Lindo tempo de venturas é este de Abril e Maio e um pouco de Junho.
Não fosse tanta chuva e tanto vento, tanta precipitação e tanto engano, seria sempre o tempo mais bonito do ano.
No parque municipal já há passarinhos a voar desorientados, cheios de preocupação com os ninhos e com os alimentos, a cantar muito animadinhos e cheios de vida, exatamente como em um antigo poema meu sobre a sua pureza a que hoje recordo como se o tivesse escrito ontem.
Falava então daquele sossego do ninho em que o filhote é acolhido, de todo o esforço dos pais, de todo o empenho, daquela circunstancia especial em que as condições são favoráveis ao prolongar da vida em outro novo ser.
E nesse sonho bonito que o instinto natural põe o seu determinismo nos progenitores para ajudarem as crias, não há mal nenhum em ver nisso amor. Também o nosso amor é determinado pelos nossos mais básicos instintos que são condicionados pela nossa personalidade e educação em partes proporcionais.
Entretanto, algo se intromete nesse meio. Um indesejado miudinho, cujo tamanho não lhe permite investigar o ninho que foi sabiamente construído no alto da árvore. Utiliza-se de uma fisga para lá chegar e no seu ímpeto de curiosidade e indiferença típicos de quem nunca experimentou sentir dor, tenta trazer o ninho ao chão sem se arriscar muito, evitando assim o risco de despencar do alto da árvore ou de, nessa escalada, ser atacado pelos guardiões do ninho.

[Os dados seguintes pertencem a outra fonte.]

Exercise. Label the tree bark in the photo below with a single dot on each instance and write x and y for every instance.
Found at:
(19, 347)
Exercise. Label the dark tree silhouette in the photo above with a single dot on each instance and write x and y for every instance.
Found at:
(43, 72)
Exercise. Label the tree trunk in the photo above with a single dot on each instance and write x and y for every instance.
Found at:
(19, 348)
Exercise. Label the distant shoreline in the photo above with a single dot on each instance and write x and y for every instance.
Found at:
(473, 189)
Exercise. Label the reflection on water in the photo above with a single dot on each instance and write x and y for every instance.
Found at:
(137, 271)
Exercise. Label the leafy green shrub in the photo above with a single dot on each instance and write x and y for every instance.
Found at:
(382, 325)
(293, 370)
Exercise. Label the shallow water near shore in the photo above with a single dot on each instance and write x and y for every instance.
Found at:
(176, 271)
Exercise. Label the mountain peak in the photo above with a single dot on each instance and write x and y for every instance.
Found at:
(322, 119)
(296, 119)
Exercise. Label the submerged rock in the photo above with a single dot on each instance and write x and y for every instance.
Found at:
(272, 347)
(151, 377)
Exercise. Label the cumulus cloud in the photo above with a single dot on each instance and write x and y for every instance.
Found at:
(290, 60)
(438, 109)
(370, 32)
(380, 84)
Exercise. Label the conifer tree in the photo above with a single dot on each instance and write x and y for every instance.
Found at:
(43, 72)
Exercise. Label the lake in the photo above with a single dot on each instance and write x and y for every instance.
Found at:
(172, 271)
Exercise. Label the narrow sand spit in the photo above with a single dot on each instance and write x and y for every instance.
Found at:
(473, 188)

Do chão, aponta a arma e dispara tantas vezes quanto a falta de precisão pedir. Lá no alto, um fim do mundo abate-se sobre os habitantes da casa pequenina, com a morte certa que se aproxima para as crias.

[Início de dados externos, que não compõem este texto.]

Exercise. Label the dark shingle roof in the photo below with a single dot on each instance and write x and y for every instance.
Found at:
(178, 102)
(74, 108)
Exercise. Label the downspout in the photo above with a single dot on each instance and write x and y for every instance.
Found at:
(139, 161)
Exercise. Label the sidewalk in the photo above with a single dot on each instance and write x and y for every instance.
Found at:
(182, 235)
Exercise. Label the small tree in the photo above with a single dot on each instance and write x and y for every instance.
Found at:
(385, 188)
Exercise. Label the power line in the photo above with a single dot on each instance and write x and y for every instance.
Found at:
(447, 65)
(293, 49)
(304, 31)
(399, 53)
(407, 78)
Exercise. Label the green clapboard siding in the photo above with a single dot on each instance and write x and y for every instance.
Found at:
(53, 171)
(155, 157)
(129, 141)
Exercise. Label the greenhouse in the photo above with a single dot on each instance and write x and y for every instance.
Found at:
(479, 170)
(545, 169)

Tudo a custa de uma curiosidade vã de um miúdo.
Muitas outras crias, no entanto, irão vingar e estarão prontas para ir aos jardins cantar e dar continuidade ao puro e nobre destino dos passarinhos.
Eu por cá recordo a lembrança do poema, da minha recusa infantil em participar dessas caçadas tolas e covardes, da alegria de criar poesia a partir de uma situação algo trágica, mas que serviu para trazer de volta ao mundo a maneira de ver dos meus olhos.
Surpreendentemente, já naquele poema havia os componentes todos da cena poética da vida que teimam sempre em se repetir. Havia os passarinhos na sua constituição familiar como a pureza, as crias como a esperança no futuro, o miúdo como os terceiros que mesmo contra a nossa vontade interferem nas nossas vidas e a sua ação destrutiva como a estupidez que por vezes conduz-nos a caminhos ruinosos. Nem sempre os desfechos da vida são assim tão maus, é preciso que se diga, o conteúdo surpreendente da vida, no entanto, mantém-se.
Cada primavera serve para lembrar que a nossa sensação de ter o controle sobre as nossas vidas por vezes não passa mesmo disso, uma sensação. Todavia, onde termina uma vida não termina a vida. Tudo segue, por vezes com indiferença, às glórias e tragédias que marcam as nossas existências privadas.
Serve para lembrar-nos dessa verdade a bonita primavera que já por aqui passou muitos milhares de milhões de vezes e ainda vai retornar quando formos apenas lembrança, se tanto.